Uys becomes animated when he discusses their rollouts in Mitchells Plain, Soweto, and Alexandra.
“South Africans in these communities have been left disconnected from the rest of the world,” Uys said.
While they have had access to mobile data on 3G, 4G, and soon 5G — and some communities are served by alternative wireless Internet service providers — these are either too expensive for those communities or not genuinely uncapped.
An uncapped broadband connection providing speeds of at least 20Mbps for under R100 per month on a prepaid basis is life-altering for lower-income households.
“Children in these communities were already disadvantaged — this got much worse during the Covid–19 pandemic when their schools closed while kids in wealthier schools could continue,” Uys said.

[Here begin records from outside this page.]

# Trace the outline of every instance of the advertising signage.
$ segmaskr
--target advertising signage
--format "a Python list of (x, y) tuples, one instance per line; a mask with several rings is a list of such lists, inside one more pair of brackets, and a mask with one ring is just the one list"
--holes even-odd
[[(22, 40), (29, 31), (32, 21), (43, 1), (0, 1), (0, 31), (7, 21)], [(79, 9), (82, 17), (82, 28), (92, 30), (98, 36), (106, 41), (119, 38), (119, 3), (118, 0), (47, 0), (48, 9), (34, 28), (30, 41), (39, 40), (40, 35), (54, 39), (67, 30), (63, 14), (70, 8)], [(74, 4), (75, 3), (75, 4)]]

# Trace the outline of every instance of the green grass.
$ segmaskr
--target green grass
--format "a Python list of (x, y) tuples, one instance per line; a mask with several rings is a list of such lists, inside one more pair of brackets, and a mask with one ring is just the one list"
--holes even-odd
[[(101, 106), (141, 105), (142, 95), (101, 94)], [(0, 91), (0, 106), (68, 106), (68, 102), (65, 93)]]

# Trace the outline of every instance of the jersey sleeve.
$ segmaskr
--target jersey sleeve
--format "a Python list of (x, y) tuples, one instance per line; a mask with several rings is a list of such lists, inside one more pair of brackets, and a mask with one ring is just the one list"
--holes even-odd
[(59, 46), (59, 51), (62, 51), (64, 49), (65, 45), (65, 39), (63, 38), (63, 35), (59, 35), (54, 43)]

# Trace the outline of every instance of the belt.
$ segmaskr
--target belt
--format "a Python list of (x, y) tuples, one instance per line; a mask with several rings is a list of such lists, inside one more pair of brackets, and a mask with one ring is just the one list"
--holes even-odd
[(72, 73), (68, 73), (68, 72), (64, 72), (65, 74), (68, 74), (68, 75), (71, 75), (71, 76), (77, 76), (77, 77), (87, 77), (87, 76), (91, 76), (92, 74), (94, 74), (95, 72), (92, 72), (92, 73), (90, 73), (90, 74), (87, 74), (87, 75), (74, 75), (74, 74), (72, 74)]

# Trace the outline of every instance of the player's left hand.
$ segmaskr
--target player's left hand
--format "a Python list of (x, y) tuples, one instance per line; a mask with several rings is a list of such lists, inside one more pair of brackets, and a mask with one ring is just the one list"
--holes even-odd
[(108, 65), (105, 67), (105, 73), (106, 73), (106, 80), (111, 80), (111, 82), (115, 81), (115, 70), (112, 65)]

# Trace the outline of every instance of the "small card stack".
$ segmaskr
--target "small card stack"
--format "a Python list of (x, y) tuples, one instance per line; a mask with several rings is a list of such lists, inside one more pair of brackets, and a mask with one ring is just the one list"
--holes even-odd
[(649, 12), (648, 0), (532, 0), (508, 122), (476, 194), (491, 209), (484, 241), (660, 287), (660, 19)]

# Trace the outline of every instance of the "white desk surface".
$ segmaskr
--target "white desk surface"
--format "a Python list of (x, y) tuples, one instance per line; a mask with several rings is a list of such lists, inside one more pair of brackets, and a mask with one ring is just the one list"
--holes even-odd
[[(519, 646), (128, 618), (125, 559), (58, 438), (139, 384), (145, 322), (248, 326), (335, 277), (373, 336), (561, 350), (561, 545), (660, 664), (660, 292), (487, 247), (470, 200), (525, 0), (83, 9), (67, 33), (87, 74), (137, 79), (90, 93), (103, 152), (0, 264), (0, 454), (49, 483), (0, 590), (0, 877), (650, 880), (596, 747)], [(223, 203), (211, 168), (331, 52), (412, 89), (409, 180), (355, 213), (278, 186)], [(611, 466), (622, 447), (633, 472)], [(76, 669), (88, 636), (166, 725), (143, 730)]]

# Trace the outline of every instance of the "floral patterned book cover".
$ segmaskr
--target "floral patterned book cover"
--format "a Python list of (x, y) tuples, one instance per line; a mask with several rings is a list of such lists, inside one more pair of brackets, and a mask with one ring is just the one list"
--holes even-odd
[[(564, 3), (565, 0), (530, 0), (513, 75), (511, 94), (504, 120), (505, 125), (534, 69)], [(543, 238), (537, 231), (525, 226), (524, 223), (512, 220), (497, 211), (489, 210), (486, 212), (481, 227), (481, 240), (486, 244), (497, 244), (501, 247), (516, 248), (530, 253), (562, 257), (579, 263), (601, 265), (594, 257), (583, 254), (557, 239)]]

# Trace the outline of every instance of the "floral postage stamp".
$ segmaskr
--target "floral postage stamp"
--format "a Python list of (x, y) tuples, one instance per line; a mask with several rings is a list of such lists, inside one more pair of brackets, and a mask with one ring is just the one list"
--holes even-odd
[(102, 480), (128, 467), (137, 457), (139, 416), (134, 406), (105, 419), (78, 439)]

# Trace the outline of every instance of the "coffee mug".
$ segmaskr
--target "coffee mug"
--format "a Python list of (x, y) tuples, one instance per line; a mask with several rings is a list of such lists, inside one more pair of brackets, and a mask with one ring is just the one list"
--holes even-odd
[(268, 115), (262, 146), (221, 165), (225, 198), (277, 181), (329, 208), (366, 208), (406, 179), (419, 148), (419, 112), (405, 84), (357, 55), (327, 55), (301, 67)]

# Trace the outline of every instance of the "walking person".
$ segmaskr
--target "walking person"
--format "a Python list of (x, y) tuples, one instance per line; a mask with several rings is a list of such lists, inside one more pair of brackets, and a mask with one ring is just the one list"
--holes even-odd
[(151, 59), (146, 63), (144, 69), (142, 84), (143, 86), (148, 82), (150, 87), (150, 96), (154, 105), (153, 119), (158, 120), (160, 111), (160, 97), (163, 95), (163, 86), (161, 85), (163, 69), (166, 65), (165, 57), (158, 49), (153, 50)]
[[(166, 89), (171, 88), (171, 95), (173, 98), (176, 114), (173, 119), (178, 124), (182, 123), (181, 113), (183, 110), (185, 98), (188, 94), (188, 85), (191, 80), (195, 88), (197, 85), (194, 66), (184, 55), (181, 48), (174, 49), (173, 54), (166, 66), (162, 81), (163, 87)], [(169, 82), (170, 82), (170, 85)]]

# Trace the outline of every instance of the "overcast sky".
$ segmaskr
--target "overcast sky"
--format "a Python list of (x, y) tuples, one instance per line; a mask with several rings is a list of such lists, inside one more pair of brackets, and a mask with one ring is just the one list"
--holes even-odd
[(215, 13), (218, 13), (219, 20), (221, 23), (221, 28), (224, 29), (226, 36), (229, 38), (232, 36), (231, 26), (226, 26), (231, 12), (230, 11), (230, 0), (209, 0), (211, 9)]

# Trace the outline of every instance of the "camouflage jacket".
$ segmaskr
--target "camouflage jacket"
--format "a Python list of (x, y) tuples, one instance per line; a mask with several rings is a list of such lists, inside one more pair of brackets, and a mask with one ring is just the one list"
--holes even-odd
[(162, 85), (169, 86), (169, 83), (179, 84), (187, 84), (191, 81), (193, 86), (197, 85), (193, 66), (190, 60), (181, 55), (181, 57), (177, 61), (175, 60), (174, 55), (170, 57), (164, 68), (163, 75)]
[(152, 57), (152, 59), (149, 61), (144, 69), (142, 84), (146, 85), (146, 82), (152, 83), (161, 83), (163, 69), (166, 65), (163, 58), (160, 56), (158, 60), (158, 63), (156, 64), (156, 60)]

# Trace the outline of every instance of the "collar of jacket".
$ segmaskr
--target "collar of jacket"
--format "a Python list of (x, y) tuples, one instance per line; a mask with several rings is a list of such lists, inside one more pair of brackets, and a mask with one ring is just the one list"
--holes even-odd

Affordable uncapped Internet gives people access to a wealth of freely available educational resources on platforms like YouTube, where children can get learning support for schoolwork, and anyone can learn new skills from experts sharing their knowledge.
Uys said that South Africa’s fibre history also shows that when one player starts investing in an area, it creates a flood of competition.
Vumatel is already seeing competitors like Openserve, Metrofibre, and Frogfoot launching in townships, as well as a proliferation of smaller operators like eKasi fibre, Illitha, and Isizwe.
Increasing the investment in those areas will further spur investments from competitors, Uys argues.
He also said it’s incorrect to think that Vodacom would not roll 5G to lower-income areas where Maziv has fibre and vice-versa.
“Vodacom will only be a 30% shareholder [with the option of increasing to 40%],” Uys explained.
“The other 70% of shareholders will want Maziv to compete.”
Similarly, Vodacom has shareholders who want the company to sell services to as many people as possible — not to mention the conditions attached to its recently-acquired spectrum licences.
Uys said Vodacom was also willing to provide the Competition Commission with additional coverage guarantees for lower-income and underserved communities.
Regarding when the Competition Tribunal will hear the case, Uys said that within ten days of the Commission’s recommendation, they must have the first meeting where the panel at the Tribunal will be announced.
“It could take long because there could once again be lots of people raising issues, which we will then address,” Uys stated.
“But those will be addressed in a much more interactive formal way — like being in court — you will have a chance to almost negotiate something until everyone is happy.”
As for what the chances are that the Competition Tribunal will go against a recommendation from the Commission, Uys’ co-director on the Remgro investment portfolio, Craig Caesar, said it does happen.
“There have been nine to ten such cases, of which two were large mergers,” Caesar said.